Chapter 8: Everyone is Useful
Inventing something useful doesn’t mean you have to be an expert in a particular field. Some of the greatest and successful inventions come from open systems in which people from all over can contribute their ideas. Kennedy writes that, “Breakthroughs often happen when we allow unlikely collaborators and odd bedfellows to share our problems, or when we leap across boundaries.”
Let’s take a look at how this concept worked in the 1700s. A major problem of the 18th century surrounded the sailors’ inability to calculate their longitudinal position, heightening the danger of crashing into rocks, other ships, and thus sinking to the depths of the ocean. In 1707, thousands of British sailors lost their lives when an English fleet crashed because of bad naval navigation. Therefore, the British parliament promised to award £20,000, or 3 million of today’s dollars, to anyone who could improve naval navigation.

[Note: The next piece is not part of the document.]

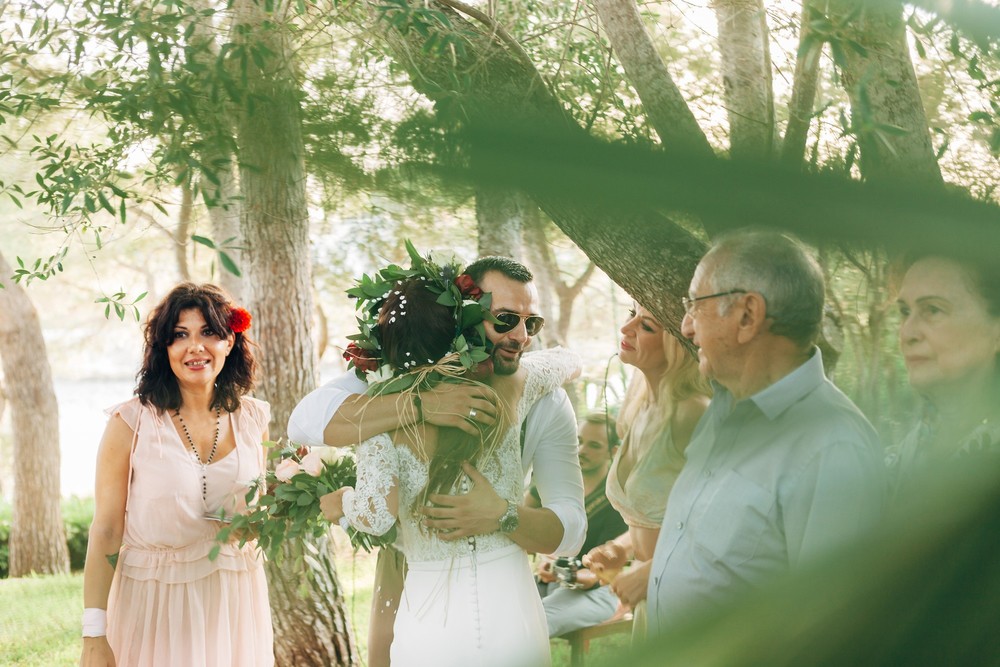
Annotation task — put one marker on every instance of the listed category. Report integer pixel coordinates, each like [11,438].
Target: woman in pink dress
[172,459]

People thought the answer would come from an astronomer or someone from the Royal Observatory, but the solution came from John Harrison, a carpenter and clockmaker. Harrison claimed the prize by producing a marine chronometer, a clock able to accurately tell time down to the second. This clock allowed sailors “to calculate longitude by comparing the precise clock readings with the position of the stars and the sun; it was time, as much as celestial maps, that turned out to be key to solving the problem.”
Harrison was able to bring knowledge from various relevant fields, connecting his knowledge of timekeeping with navigation. Another example comes from Adam Rivers, a researcher at the University of Georgia’s marine sciences department. In 2012, his company struggled to produce the right food coloration for the sake of their health. Rivers, however, used his knowledge of marine biology to chemically alter the mix of metals in the water. The alterations led to a beverage that was more drinkable and appealing to the consumer.
At the end of the day, Kennedy says, there “are certain people who - by luck, design, or some quirk of personality - are able to bring together knowledge from several fields. They inhabit the cracks and interstices between different disciplines.” In other words, people from all backgrounds can contribute to any field. All it takes is the desire to take initiative and the determination to create something revolutionary.
Chapter 9: Final Summary
A great idea can begin anytime, anywhere. It doesn’t necessarily require scientists in white coats experimenting in laboratories to bring a revolutionary idea to life. Some of the greatest inventions came from ordinary people who simply had the desire to solve a persistent problem in their lives. Whether it was making travel easier or picking up tennis balls less back-breaking, inventions can be in the minds of people from all walks of life. The most successful inventions, however, come from those who have a deep understanding of the problem and can forecast the future. Being able to see potential problems and foresee where society is headed will give you an advantage in creating something out of nothing. Everyone has the potential to create something great. So who knows? Maybe you’ve got the beginnings of an idea for something we never knew we needed.